A New Problem For The New Fed
This new group of policy makers faces a new sort of inflation, different in a major way from those it has dealt with in the past. The spurt in prices is partly rooted in supply-side constraints, rather than the more familiar Keynes-style shortfall in demand. In addition to labor shortages, ports cannot handle the volume of goods headed to America, the construction industry cannot find enough materials to build the homes buyers are demanding, microchips are in such short supply that vehicle production is constrained. But monetary policy is not equipped to cope with such supply-side problems, at least not directly.
Then, too, the vehicle in which we are travelling, call it economy, Model 2022, is very different from the one that careened off the growth road in 2007-2009 when it hit a ravine-sized pot-hole that was the over-stretched housing market. The pandemic, China’s most lethal export, has left some of the firms that survived its consequences weakened sufficiently to make their ability to survive a Fed-induced slowdown uncertain. And consumers, with some 58 per cent telling University of Michigan pollsters they are anticipating a recession, are wary, now that various benefits have expired, and they have whittled down their bloated savings. The sound of zipping wallets is heard in shops.

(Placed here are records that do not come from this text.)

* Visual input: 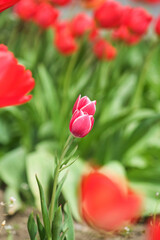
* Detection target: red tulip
[155,16,160,36]
[0,44,35,107]
[33,2,59,29]
[72,95,96,116]
[82,0,105,8]
[54,29,78,55]
[0,0,19,13]
[14,0,37,20]
[51,0,71,6]
[71,13,94,37]
[93,39,117,61]
[123,8,152,35]
[146,218,160,240]
[94,0,123,28]
[80,170,142,231]
[69,110,94,138]
[112,26,141,45]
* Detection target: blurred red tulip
[51,0,72,6]
[82,0,105,8]
[0,0,19,13]
[94,0,123,28]
[0,44,35,107]
[146,218,160,240]
[112,26,141,45]
[14,0,37,20]
[93,39,117,61]
[54,31,78,55]
[155,16,160,36]
[123,7,152,35]
[70,13,94,37]
[69,110,94,138]
[80,170,142,231]
[33,2,59,29]
[72,95,96,116]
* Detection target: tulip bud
[69,110,94,138]
[0,0,19,13]
[94,0,123,28]
[93,39,117,61]
[51,0,71,6]
[79,169,142,232]
[72,95,96,116]
[33,3,59,29]
[155,16,160,36]
[14,0,37,21]
[54,31,78,55]
[71,13,94,37]
[125,7,152,35]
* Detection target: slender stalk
[49,134,73,225]
[131,41,159,107]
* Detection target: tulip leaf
[36,215,47,240]
[52,206,62,240]
[27,213,37,240]
[36,176,51,239]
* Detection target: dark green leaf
[36,176,51,240]
[52,206,62,240]
[27,213,37,240]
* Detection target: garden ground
[0,192,145,240]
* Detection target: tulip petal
[81,101,96,115]
[70,114,93,138]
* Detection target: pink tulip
[72,95,96,116]
[69,110,94,138]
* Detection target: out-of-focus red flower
[155,16,160,36]
[94,0,123,28]
[14,0,37,20]
[51,0,71,6]
[70,13,94,37]
[54,30,78,55]
[112,26,141,45]
[72,95,96,116]
[0,44,35,107]
[134,0,160,4]
[0,0,19,13]
[82,0,105,8]
[89,27,100,42]
[80,169,142,231]
[146,218,160,240]
[93,39,117,61]
[33,2,59,29]
[69,110,94,138]
[123,7,152,35]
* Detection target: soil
[0,192,145,240]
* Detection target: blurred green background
[0,5,160,219]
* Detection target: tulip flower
[94,0,123,28]
[14,0,37,21]
[155,16,160,36]
[82,0,105,8]
[33,2,59,29]
[70,13,94,37]
[80,169,142,231]
[123,7,152,35]
[69,110,94,138]
[0,0,19,13]
[146,218,160,240]
[0,44,35,108]
[93,39,117,61]
[51,0,71,6]
[72,95,96,116]
[112,26,141,45]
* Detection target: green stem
[131,41,159,108]
[49,134,73,226]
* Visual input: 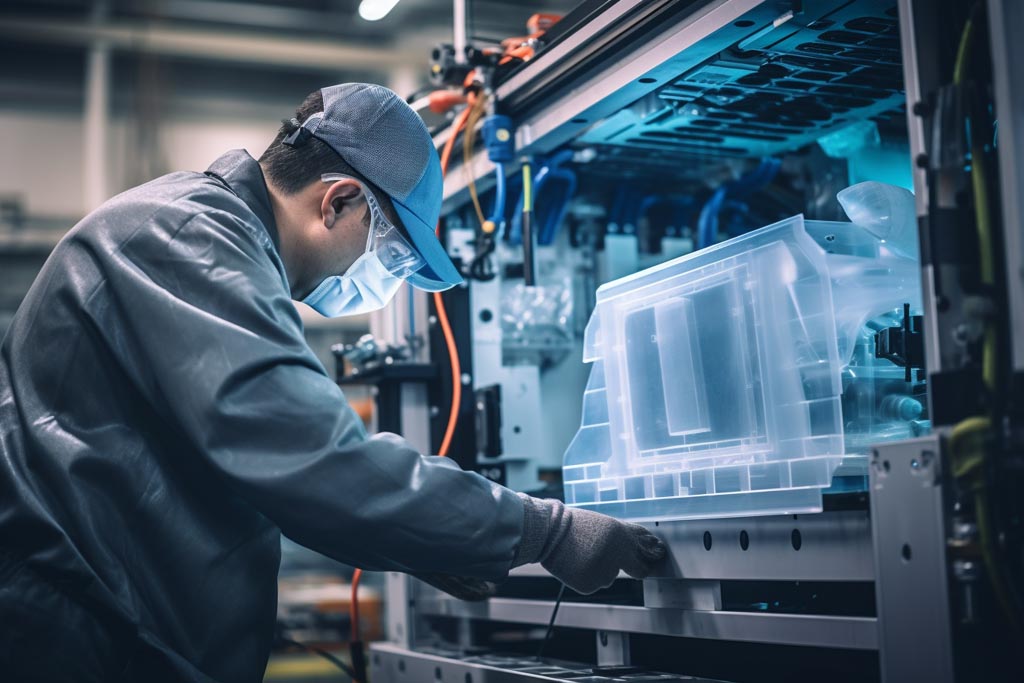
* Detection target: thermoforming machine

A New Social Dynamic For The New Fed
Perhaps most important, Americans are uneasy after two years of coping with the pandemic. Suicides are up as is drug addiction; crime is rampant, with gangs of organized thugs looting stores, cops assassinated, miscreants not prosecuted; illegal immigrants, some with criminal records, are being awarded airplane tickets to their cities of choice; carers never know when they wake up in the morning whether their kids’ schools have been shut by the teachers’ union, or they can go to work; if the latter, they wonder if public transportation is safe.
It is not unreasonable to wonder whether such a society, its confidence in government economic policies at its lowest since 2014 according to the University of Michigan poll, will calmly tolerate an economic slow-down, especially if inflation continues to nibble at the value of workers’ pay cheques.
Data Can’t Substitute For Judgement
The Fed plans to calibrate its response to incoming data. Two problems. First, those data are subject to massive revisions, witness Friday’s revision of the November and December from a disappointing 199,000 to a buoyant 510,000. Second, the patient’s reactions to the Fed’s adjustment of the dosage of its anti-inflation medicine will not become immediately apparent. Investment decisions will be revised only after boardroom review and multiple Power Point presentations, while consumers will not immediately adjust to the higher cost of borrowing by forgoing purchase of the cars they have been dreaming of when auto companies are able to make those vehicles available. In the end, the Fed will be forced to rely on its judgements.
Unfortunately, those judgements have too often resulted in recessions. Perhaps this time around its policymakers will not emulate Napoleon who, wrote historian AJP Taylor, “learned from the mistakes of the past how to make new ones.”